A random mutator with flops limit.

Parameters:
  • model (nn.Module) – PyTorch model.
  • flops_func (callable) – Callable that takes a candidate from sample_search and returns its candidate. When flops_func is None, functions related to flops will be deactivated.
  • flops_lb (number) – Lower bound of flops.
  • flops_ub (number) – Upper bound of flops.
  • flops_bin_num (number) – Number of bins divided for the interval of flops to ensure the uniformity. Bigger number will be more uniform, but the sampling will be slower.
  • flops_sample_timeout (int) – Maximum number of attempts to sample before giving up and use a random candidate.
sample_final()[source]

Implement only to suffice the interface of Mutator.

Sample a candidate for training. When flops_func is not None, candidates will be sampled uniformly relative to flops.

Returns:
Return type:dict

Known Limitations

  • Block search only. Channel search is not supported yet.
  • Only GPU version is provided here.

Current Reproduction Results

Reproduction is still undergoing. Due to the gap between official release and original paper, we compare our current results with official repo (our run) and paper.

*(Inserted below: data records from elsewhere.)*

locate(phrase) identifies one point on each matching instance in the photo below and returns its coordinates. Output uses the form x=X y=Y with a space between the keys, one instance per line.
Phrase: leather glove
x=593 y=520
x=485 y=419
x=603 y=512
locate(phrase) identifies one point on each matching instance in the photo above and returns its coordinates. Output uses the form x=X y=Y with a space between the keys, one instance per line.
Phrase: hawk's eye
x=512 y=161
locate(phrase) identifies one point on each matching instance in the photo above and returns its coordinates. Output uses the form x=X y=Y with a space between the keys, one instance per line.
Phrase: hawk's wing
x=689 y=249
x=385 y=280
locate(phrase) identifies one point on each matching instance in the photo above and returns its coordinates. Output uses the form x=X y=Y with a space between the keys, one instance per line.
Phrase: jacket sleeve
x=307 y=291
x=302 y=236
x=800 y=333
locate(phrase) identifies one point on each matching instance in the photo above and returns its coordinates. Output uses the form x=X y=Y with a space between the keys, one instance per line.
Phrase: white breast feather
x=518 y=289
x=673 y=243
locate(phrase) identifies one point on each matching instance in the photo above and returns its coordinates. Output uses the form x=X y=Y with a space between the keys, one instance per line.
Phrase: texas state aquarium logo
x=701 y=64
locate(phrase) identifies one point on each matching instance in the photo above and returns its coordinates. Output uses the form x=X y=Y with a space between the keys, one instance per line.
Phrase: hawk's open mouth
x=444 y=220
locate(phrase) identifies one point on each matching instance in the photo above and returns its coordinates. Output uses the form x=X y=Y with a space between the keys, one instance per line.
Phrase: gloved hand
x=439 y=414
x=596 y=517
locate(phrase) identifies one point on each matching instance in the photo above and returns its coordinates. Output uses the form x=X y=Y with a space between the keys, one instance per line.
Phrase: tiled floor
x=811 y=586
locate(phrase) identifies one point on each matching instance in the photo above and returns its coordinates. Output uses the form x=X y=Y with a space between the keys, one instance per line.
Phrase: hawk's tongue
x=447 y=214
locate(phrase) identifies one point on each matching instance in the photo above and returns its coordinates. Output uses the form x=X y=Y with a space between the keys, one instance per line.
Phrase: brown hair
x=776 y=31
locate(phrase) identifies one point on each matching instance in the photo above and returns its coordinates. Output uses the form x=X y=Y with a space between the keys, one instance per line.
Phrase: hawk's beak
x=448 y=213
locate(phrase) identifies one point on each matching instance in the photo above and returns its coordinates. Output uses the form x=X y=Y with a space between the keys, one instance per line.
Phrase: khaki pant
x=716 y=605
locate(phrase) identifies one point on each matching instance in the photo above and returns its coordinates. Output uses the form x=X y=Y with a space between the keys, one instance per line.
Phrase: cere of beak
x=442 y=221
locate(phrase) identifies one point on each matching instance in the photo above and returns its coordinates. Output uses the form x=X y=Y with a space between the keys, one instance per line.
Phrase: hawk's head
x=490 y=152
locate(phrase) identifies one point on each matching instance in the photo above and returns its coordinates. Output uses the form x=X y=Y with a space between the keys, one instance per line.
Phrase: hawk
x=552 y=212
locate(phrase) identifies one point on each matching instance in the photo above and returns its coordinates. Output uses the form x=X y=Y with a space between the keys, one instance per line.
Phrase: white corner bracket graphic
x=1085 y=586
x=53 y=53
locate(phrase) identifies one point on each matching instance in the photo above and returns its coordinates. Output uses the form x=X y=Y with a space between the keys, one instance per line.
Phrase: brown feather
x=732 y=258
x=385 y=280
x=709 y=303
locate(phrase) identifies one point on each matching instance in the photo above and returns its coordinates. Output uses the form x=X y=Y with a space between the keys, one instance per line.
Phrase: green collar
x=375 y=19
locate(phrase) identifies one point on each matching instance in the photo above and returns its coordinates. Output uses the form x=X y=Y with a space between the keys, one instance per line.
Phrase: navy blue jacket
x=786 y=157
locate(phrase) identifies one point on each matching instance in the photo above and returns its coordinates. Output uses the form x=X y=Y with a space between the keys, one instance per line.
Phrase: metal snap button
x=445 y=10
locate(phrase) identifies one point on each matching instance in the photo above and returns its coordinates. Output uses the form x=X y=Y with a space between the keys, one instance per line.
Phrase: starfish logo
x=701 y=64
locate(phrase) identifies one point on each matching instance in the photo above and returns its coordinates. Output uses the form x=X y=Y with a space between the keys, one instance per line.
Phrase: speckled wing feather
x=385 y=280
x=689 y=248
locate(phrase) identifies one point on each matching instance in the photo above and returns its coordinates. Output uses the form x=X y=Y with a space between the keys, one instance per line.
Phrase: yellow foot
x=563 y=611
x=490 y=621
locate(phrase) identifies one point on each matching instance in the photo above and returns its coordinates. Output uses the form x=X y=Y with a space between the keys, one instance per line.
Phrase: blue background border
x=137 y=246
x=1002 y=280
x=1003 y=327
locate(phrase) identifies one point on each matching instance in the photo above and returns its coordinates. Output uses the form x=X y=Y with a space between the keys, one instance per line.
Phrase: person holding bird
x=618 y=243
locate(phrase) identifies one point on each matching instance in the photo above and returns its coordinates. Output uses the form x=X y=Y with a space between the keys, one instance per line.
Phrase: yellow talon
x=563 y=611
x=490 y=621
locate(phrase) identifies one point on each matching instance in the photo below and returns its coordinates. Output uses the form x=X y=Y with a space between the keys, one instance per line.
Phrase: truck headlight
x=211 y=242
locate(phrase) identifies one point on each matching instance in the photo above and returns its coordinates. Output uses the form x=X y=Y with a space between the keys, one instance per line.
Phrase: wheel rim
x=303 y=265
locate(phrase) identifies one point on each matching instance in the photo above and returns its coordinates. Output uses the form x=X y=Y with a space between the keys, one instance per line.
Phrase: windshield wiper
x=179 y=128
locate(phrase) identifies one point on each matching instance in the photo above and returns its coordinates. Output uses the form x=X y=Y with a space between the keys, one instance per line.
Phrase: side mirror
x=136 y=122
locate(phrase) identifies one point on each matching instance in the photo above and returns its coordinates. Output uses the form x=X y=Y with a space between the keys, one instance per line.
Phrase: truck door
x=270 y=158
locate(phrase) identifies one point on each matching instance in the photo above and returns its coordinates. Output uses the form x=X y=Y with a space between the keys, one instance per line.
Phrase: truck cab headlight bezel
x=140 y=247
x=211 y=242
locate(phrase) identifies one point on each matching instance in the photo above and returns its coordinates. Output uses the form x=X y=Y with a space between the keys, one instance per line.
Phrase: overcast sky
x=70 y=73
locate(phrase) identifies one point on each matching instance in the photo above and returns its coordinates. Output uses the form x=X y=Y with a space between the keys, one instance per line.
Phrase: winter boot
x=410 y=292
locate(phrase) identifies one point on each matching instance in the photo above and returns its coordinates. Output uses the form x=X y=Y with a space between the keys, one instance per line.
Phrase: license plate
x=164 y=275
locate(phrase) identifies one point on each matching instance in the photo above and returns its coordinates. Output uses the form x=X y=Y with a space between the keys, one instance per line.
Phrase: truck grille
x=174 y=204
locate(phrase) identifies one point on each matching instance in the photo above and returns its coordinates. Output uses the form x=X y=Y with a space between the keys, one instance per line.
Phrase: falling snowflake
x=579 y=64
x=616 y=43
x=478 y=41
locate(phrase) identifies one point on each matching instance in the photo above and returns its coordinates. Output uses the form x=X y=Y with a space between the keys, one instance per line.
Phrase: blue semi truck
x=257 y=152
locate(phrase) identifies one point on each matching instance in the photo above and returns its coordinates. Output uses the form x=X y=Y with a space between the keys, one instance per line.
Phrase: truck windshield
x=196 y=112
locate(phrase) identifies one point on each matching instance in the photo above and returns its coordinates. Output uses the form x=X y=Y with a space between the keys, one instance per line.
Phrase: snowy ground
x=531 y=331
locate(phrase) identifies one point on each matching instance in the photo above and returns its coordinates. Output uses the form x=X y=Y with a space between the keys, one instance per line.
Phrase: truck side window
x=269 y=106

  • Evolution phase is almost aligned with official repo. Our evolution algorithm shows a converging trend and reaches ~65% accuracy at the end of search. Nevertheless, this result is not on par with paper. For details, please refer to this issue.
  • Retrain phase is not aligned. Our retraining code, which uses the architecture released by the authors, reaches 72.14% accuracy, still having a gap towards 73.61% by official release and 74.3% reported in original paper.